Myself, I tend to use the Hieratic English translations I first used (mainly RC) as they are ingrained in my memory. I think that is largely true of most people. I'll say again, the Anglicans have the leg up on translations by and large.
The Douay-Rheims is my choice of Bible being the King James is not Catholic (I, like my pre-Vatican II relatiives were told never to use Protestant Bibles). I also have no use for modern translations like The NAB, Jerusalem, NIV, et al... to infiltrated with Vatican II mumbo jumbo, and I don't fancy contemporary English in reading my Bible.
Vatican II and the Novus Ordo were mistakes.
Having been back and forth more than a few times between Orthodoxy...
DeleteIn the confusion after Vatican II I fell for that 20 years ago. Intellectually and emotionally I didn't buy it for long.
The late Archimandrite Serge (Keleher), a Catholic who came of age before Vatican II (Catholic layman turned Orthodox priest turned Catholic priest), wrote that some cultured English-speaking Catholics hoped Vatican II's allowing the vernacular in the Roman Rite would produce something like the Book of Common Prayer's and King James Bible's classic English.

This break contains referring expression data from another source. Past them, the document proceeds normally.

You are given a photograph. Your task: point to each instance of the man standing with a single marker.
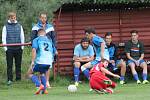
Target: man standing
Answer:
(135, 53)
(13, 33)
(100, 48)
(114, 63)
(83, 53)
(50, 33)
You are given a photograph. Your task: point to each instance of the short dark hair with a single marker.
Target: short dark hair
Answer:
(108, 34)
(90, 30)
(41, 30)
(85, 39)
(134, 31)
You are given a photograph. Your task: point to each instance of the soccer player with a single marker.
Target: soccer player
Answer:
(135, 53)
(83, 53)
(114, 63)
(100, 48)
(50, 33)
(98, 81)
(42, 58)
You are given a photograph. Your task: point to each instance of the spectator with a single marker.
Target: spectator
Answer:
(101, 51)
(98, 81)
(135, 53)
(13, 33)
(42, 58)
(50, 33)
(83, 53)
(114, 63)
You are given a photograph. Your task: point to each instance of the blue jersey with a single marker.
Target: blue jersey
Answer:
(44, 50)
(96, 40)
(78, 51)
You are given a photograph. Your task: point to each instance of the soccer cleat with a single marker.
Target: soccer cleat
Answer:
(9, 82)
(38, 89)
(145, 82)
(108, 82)
(109, 90)
(122, 82)
(44, 92)
(138, 82)
(101, 91)
(76, 84)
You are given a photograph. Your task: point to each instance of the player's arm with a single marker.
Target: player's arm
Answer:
(102, 50)
(33, 56)
(109, 73)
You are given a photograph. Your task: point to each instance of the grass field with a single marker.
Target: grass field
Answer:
(25, 91)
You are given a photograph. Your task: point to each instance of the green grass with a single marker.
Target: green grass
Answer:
(24, 91)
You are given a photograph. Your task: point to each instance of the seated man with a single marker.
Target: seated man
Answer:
(83, 53)
(135, 53)
(114, 63)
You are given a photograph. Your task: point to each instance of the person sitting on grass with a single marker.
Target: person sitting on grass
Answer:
(114, 62)
(42, 58)
(135, 53)
(98, 81)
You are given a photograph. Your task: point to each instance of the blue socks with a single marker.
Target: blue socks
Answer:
(35, 80)
(144, 76)
(86, 73)
(136, 77)
(76, 74)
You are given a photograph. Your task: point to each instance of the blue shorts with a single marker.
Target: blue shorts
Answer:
(94, 62)
(131, 61)
(42, 68)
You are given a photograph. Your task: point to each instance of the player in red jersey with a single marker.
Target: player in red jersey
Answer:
(98, 81)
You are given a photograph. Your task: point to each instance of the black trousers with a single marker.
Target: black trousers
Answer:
(17, 56)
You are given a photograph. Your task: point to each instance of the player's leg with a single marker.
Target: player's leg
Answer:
(76, 72)
(132, 66)
(43, 69)
(144, 66)
(9, 59)
(47, 78)
(18, 60)
(122, 65)
(85, 67)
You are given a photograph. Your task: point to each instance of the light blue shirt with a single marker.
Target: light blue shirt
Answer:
(80, 52)
(44, 50)
(96, 40)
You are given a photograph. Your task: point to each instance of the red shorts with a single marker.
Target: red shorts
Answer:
(97, 81)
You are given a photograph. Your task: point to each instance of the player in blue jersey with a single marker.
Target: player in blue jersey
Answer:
(42, 58)
(50, 33)
(83, 53)
(101, 51)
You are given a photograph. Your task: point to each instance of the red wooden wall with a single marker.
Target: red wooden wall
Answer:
(70, 29)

I love the Douay or Confraternity Bible's Catholic commentary (you need the church to make sense of all the sex and violence in the Old Testament and the code in the New); for studying the text without hindrance, as I have no Hebrew or Greek (I know the Greek alphabet and a few words), I like the Catholic edition of the Revised Standard Version, the conservative Protestant modernization of the King James.